Source: Notional Finance
This changed in V2, where a cToken, such as cUSDC or cDAI, represents settlement at maturity. This split allows Notional to increase their LP returns when they deposit cTokens into the liquidity pool instead of the base currency.
Likewise, cToken allows fixed-rate loans to accrue variable cToken rates as soon as they mature.
Revenue drivers
The calculation of PnL of liquidity providers will be based on the formula:
PnL = assets at the time of calculation – initial assets
You can refer to the demo revenue calculation here:
Thus, the profit of providing liquidity on Notional will come from 2 main sources :
As for transaction fees, you can simply understand that the more borrowing and lending activities take place at the Pool => the more DAI/fDAI transactions => the more fees collected.
Regarding the holding position, you can review the table above to see its impact on the PnL of the liquidity providers.
The only difference between Notional AMM and AMMs like Uniswap is that the pool on Notional has a much lower rate of price volatility than the Pool pairs on Uniswap => minimizing the occurrence of Impermanent Loss (Impermanent Loss).
Notional Fiance has experienced an impressive period of development with the sudden growth of Total Value Locked (TVL). You can track the parameters in the image below:
Source: DefiPulse
From November 2020 to now, Notional's TVL has grown from about $ 100,000 to more than $ 15 million, equivalent to a growth rate of about 150 times . This is a very terrible number in just 7 months.
Currently, fixed interest rates on Notional range from more than 5% to around 7% depending on the term. According to the author, this is an impressive fixed interest rate to attract users to borrow money because in fact, if you use the loan effectively, it is entirely possible for you to earn more profit than the interest paid. exam.
When borrowing activity increases sharply => transactions in the pool increase => the benefits of both lenders and liquidity providers increase => creating growth for the platform.
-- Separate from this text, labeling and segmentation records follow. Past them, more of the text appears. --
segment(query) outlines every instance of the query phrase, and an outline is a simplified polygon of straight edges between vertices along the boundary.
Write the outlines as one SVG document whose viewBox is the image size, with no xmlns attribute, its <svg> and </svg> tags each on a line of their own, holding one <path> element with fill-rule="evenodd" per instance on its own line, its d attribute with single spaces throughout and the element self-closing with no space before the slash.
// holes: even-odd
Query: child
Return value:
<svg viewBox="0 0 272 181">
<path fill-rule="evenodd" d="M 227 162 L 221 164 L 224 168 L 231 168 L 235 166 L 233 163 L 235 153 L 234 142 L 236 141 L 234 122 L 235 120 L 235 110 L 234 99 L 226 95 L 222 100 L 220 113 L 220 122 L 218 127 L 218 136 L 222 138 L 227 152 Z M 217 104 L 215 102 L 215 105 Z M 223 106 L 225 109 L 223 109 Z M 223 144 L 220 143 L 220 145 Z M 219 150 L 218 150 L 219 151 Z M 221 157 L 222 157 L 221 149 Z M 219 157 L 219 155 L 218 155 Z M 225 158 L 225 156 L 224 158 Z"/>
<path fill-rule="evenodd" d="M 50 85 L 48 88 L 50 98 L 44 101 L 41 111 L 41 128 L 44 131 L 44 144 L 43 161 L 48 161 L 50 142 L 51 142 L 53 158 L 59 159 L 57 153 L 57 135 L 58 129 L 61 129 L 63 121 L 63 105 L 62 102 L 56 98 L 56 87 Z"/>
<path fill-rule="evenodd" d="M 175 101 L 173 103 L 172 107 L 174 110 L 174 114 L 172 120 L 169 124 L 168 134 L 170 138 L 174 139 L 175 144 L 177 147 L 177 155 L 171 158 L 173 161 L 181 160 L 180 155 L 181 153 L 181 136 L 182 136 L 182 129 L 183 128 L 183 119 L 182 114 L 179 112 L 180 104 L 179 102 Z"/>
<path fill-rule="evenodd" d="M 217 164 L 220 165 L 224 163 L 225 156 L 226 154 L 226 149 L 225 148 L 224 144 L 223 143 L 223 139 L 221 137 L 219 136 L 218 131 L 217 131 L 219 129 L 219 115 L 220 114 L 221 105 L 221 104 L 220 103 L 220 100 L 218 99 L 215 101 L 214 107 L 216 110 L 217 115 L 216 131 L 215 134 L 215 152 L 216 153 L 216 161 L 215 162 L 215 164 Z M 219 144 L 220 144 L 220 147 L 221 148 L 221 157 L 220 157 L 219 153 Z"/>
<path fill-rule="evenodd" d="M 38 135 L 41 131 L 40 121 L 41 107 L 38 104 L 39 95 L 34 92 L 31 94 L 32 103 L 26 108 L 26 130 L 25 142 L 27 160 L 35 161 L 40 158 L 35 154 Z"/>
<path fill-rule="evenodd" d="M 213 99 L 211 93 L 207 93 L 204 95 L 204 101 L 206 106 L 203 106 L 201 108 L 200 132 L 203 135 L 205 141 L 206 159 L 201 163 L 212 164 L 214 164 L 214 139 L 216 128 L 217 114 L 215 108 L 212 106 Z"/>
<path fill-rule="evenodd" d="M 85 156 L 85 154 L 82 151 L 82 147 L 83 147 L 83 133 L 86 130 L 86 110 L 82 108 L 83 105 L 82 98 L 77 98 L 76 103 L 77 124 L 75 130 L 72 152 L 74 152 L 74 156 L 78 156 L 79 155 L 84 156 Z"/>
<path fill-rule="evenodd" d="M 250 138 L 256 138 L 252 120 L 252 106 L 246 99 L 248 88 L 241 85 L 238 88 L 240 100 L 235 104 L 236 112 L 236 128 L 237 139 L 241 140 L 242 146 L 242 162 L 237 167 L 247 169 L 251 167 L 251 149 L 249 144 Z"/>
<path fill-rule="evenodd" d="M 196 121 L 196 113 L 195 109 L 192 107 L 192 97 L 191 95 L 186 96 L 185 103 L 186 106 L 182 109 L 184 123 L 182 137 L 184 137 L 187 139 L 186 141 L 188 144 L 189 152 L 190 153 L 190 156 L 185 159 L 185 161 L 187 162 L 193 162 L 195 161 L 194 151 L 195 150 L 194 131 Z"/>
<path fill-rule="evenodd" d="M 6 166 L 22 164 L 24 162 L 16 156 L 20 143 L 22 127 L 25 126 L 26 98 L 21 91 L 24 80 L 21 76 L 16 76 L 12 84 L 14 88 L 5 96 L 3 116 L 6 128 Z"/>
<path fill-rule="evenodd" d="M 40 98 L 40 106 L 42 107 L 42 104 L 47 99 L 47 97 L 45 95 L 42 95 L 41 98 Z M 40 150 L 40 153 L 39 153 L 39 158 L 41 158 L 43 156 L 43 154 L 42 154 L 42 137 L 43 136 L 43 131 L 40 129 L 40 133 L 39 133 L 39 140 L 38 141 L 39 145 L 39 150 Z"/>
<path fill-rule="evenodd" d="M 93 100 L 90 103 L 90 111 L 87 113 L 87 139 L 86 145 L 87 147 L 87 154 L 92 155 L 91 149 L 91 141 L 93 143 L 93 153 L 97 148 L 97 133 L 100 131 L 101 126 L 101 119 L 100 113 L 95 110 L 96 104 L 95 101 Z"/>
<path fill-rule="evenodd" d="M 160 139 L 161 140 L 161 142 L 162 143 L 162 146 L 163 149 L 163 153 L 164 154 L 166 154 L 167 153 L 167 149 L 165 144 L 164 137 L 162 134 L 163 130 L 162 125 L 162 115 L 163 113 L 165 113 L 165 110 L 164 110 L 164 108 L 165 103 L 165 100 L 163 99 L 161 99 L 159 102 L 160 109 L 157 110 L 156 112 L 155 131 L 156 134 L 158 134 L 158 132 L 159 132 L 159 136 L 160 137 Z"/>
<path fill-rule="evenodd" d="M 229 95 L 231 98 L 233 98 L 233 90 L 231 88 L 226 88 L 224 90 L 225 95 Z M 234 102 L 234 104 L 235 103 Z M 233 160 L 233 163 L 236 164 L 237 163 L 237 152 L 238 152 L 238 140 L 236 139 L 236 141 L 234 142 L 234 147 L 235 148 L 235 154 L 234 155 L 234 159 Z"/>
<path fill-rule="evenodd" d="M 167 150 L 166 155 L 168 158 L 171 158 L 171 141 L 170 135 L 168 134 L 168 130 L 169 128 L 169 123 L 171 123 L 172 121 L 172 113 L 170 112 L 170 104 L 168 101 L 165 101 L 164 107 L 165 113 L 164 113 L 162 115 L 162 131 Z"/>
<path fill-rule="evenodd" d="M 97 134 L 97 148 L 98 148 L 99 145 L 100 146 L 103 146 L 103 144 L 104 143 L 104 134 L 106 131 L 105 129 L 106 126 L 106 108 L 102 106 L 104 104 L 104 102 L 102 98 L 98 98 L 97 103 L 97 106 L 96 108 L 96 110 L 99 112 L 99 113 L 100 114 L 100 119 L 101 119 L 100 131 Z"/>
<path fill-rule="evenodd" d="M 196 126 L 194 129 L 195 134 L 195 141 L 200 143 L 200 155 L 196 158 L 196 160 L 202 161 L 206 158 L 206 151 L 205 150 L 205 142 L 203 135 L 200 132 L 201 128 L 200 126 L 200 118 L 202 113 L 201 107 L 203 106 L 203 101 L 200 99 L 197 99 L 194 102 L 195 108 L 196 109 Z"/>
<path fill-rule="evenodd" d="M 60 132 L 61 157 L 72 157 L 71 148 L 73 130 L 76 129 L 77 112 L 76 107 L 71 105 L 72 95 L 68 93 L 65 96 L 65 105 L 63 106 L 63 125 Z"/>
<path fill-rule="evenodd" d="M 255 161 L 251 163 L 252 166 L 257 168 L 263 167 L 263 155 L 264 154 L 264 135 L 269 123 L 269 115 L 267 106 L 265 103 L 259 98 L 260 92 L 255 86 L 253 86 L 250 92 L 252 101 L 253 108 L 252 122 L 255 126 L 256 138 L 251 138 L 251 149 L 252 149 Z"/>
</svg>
Based on the above analysis, you can see that the Notional Finance mechanism works very interestingly with the combination mechanism between Liquidity Pool, Maturity and fCash. This mechanism contributes to maintaining fixed interest rates and smooth operation of the protocol, while ensuring the interests of borrowers/lenders, while still generating revenue for the project and payment providers. account.
This is extremely meaningful in the context that many organizations and individuals are still very afraid of the fast and strong volatility of the cryptocurrency market. The author believes that Notional Finance will continue to grow, not only as a fixed-rate lending platform, but also as a bridge between the crypto lending/borrowing market and real life.
Fixed interest rates are one of the key issues in DeFi. Notional Finance has come up with their solution and product.
Teddy Woodward and Jeff Wu formed Notional Finance in November 2019 at a hackathon in San Francisco. In January 2020, they launched the project on Ethereum. As of April 2021, they have raised US$11.3 million across three funding rounds, primarily powered by Pantera Capital, Polychain, and Coinbase Ventures.
So, you can try to experience the platform for a chance to get retroactive if available.
Main Partner of Notional Finance
In addition, because it is a newly developed niche, you can also find out more solutions and other projects by yourself to seize the best investment opportunities.